The disclosure, which is required under state election rules, was due on July 15. State campaign finance records show Benjamin’s campaign hasn’t submitted it to the state Board of Elections, raising questions about how the campaign is spending contributions and whether it’s using them to pay for legal bills he’s racked up since being indicted in April.
According to the most recent disclosure Benjamin filed for his lieutenant governor campaign committee, as of January the committee had a balance of $1.5 million.
“These political contributions can be used for more than campaigning, and that’s a problem,” said John Kaehny, head of the the good government group Reinvent Albany. “It’s just a giant loophole that the state legislature refuses to close.”
Aside from being able to use the campaign cash for a legal defense fund, Kaehny noted politicians can also use it for “reputation management,” citing former Gov. Andrew Cuomo’s use of campaign funds after stepping down as governor a year ago.

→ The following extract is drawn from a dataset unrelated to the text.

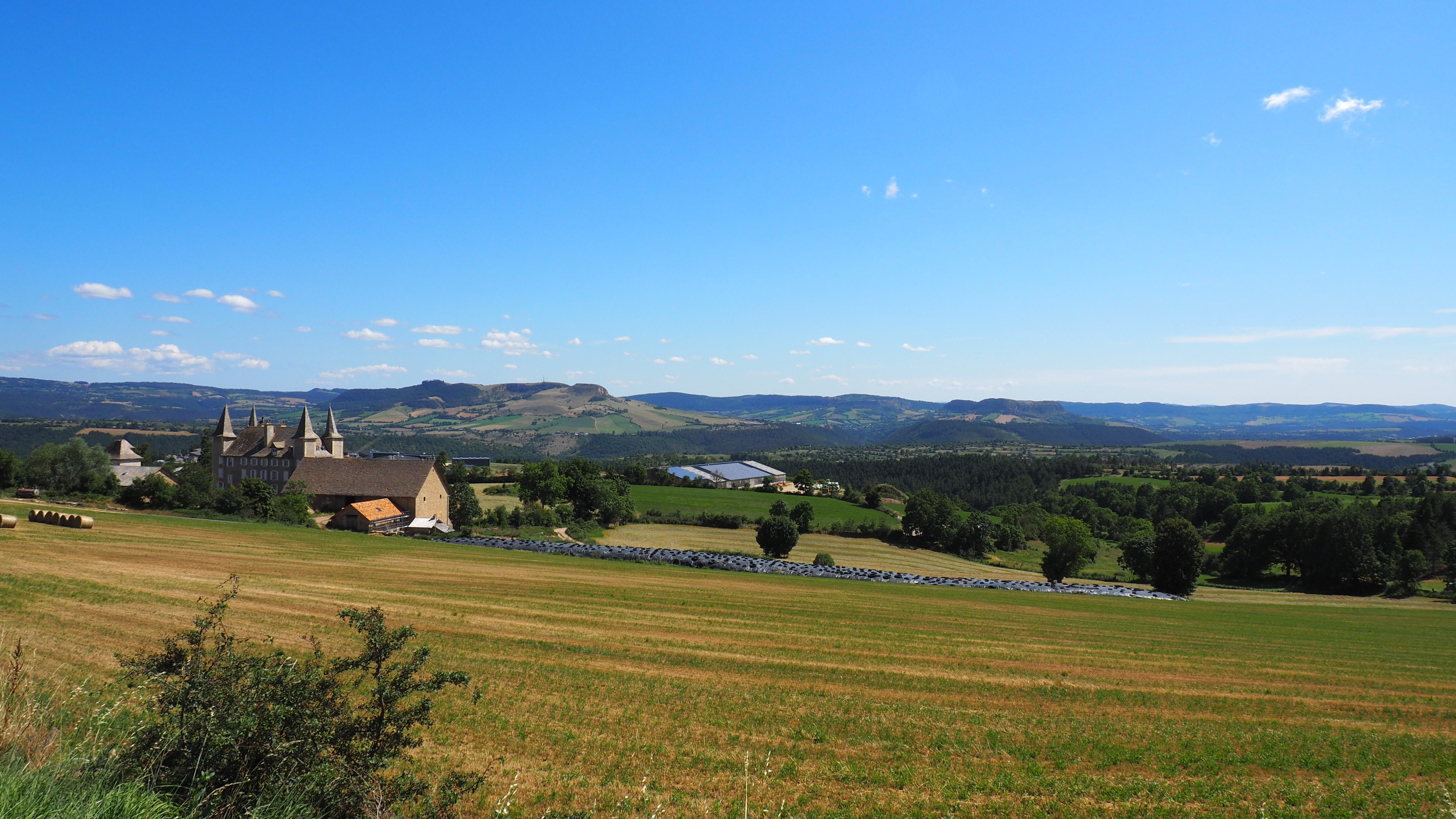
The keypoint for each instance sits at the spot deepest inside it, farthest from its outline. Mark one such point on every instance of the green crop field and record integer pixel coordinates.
(640, 690)
(1117, 480)
(740, 502)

“It’s out of control,” Kaehny said.
Benjamin, a former Harlem state senator who was tapped by Gov. Hochul to be her lieutenant governor last September, was indicted in April for allegedly lying on background check forms and steering state funds to a non-profit in exchange for fraudulent donations to a separate campaign for city comptroller, which he lost.
The 23-page indictment from prosecutors with the Southern District of New York charged Benjamin with bribery, fraud, conspiracy and falsification of records. It accused him of scheming to direct $50,000 in state funds to Friends of Public School Harlem, a nonprofit controlled by longtime ally Gerald Migdol, who sent thousands of dollars in illegal campaign cash to Benjamin’s comptroller bid.
Prosecutors also allege that Benjamin “engaged in a series of lies,” including falsifying campaign donor forms and submitting “false information in vetting forms,” a story the Daily News first reported last November.
Earlier this year, Benjamin hired Berry Berke to represent him. Berke, a partner at the Kramer Levin firm, previously represented former Mayor Bill de Blasio when he was trying to avoid corruption charges in connection to donations he raised from people who sought special treatment from City Hall. De Blasio was ultimately successful in avoiding those charges.
Benjamin did not immediately respond to calls from The News. Berke also did not return a message.